Container App health probes provide automated detection of unresponsive or crashed agents:

// infra/apps/chat-api/main.bicep — liveness probes
healthProbes: [
  {
    type: 'Liveness'
    httpGet: {
      port: 8080
      path: '/healthz/liveness'
    }
    initialDelaySeconds: 15
    periodSeconds: 30
    failureThreshold: 3
    timeoutSeconds: 1
  }
]

Some key points here:

• Tool call audit trail — every assistant response records which tools were called and when, providing the raw data for anomaly detection
• Structured logging — session IDs, role, and tool counts in structured format enable Log Analytics queries across all sessions
• Health probes — liveness probes detect crashed or unresponsive containers and restart them after 3 consecutive failures
• Dual-layer telemetry — OpenTelemetry traces and Cosmos DB diagnostic logs provide independent views of agent behavior

What's missing is automated behavioral alerting. Setting up Azure Monitor alerts on key metrics would turn passive logging into active detection:

// Recommended: KQL alert for rogue agent indicators
// Flag sessions with excessive tool calls per turn
AppLogs
| where Message contains "tool calls"
| parse Message with * "(" ToolCount:int " tool calls)"
| where ToolCount > 5  // Normal is 1-3; > 5 is suspicious, > 10 almost certainly rogue
| project TimeGenerated, SessionId = extract("session ([a-f0-9]+)", 1, Message), ToolCount

// Alert when tool call error rate spikes
AppRequests
| where TimeGenerated > ago(5m)
| summarize TotalCalls = count(), FailedCalls = countif(ResultCode >= 400) by bin(TimeGenerated, 1m)
| where FailedCalls * 1.0 / TotalCalls > 0.5

There's also no watchdog agent. For a multi-agent production system, you'd deploy an independent watchdog agent that samples peer agent outputs and validates them against expected patterns; detecting collusion (multiple agents producing coordinated false outputs) or stealth drift (gradual behavioral changes that wouldn't trigger per-message alerts). Since Biotrackr is a single-agent system, the conversation audit trail and Log Analytics provide reasonable detection capability.

Containment and Response

"Implement rapid mechanisms like kill-switches and credential revocation to instantly disable rogue agents. Quarantine suspicious agents in sandboxed environments for forensic review."
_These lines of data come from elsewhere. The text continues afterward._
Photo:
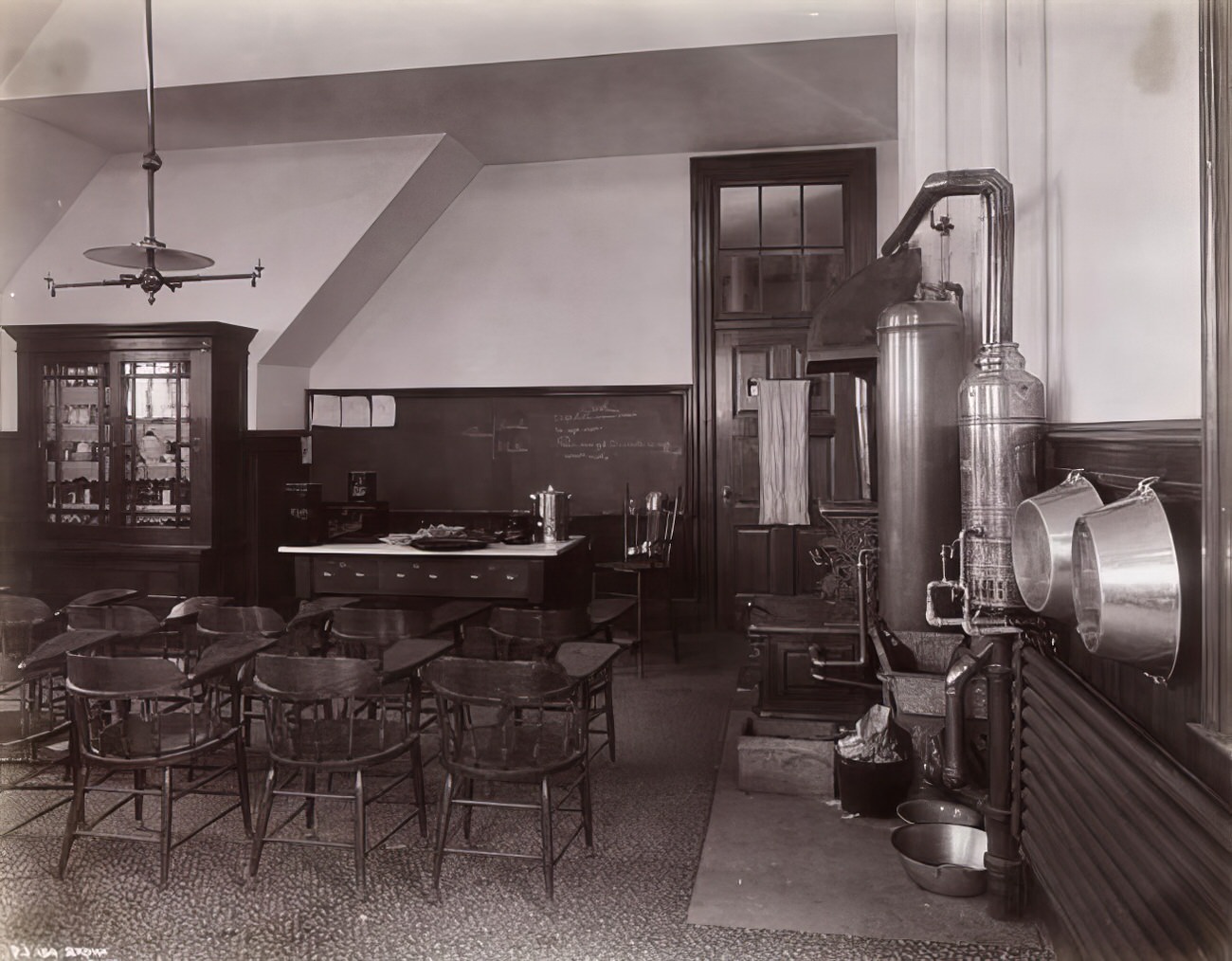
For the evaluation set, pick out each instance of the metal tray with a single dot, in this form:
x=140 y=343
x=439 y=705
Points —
x=447 y=543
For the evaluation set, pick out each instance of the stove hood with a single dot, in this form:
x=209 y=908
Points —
x=842 y=334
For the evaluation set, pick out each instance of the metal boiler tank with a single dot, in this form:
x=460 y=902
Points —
x=1001 y=436
x=920 y=368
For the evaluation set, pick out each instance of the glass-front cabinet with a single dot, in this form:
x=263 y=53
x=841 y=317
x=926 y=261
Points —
x=77 y=436
x=136 y=434
x=148 y=481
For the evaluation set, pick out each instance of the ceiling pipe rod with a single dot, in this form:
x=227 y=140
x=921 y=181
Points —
x=151 y=161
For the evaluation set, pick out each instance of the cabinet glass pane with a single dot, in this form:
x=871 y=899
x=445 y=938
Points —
x=75 y=434
x=156 y=473
x=824 y=214
x=738 y=217
x=780 y=216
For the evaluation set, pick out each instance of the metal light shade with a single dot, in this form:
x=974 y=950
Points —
x=136 y=258
x=151 y=258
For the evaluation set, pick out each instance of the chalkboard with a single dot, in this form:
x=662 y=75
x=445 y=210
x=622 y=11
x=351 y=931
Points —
x=489 y=450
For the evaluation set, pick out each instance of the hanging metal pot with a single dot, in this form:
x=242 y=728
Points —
x=1043 y=528
x=1126 y=587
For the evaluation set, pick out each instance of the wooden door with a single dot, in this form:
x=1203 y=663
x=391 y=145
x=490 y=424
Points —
x=752 y=557
x=775 y=233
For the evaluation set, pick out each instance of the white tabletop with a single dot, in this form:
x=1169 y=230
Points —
x=389 y=550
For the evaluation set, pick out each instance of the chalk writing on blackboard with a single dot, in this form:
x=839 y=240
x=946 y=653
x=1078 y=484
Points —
x=596 y=411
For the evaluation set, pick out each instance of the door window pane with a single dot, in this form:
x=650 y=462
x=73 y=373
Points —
x=824 y=272
x=824 y=214
x=739 y=282
x=781 y=283
x=738 y=217
x=780 y=216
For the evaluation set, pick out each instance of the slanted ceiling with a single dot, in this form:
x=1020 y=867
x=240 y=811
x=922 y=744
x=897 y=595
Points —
x=492 y=82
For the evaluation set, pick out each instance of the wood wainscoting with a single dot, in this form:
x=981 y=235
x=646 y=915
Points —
x=1126 y=844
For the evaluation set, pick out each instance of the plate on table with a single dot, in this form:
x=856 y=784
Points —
x=447 y=543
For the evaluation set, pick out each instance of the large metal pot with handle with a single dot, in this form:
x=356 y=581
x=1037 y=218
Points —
x=1126 y=588
x=1043 y=528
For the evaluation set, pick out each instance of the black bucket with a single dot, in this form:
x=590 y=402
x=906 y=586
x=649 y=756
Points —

When you detect rogue behaviour, the priority is speed of containment. Every second the agent continues operating is another conversation potentially corrupted, another batch of tokens wasted, or another piece of misleading health analysis delivered.

Biotrackr implements a kill switch through Entra Agent ID that can revoke all agent access in seconds without redeployment.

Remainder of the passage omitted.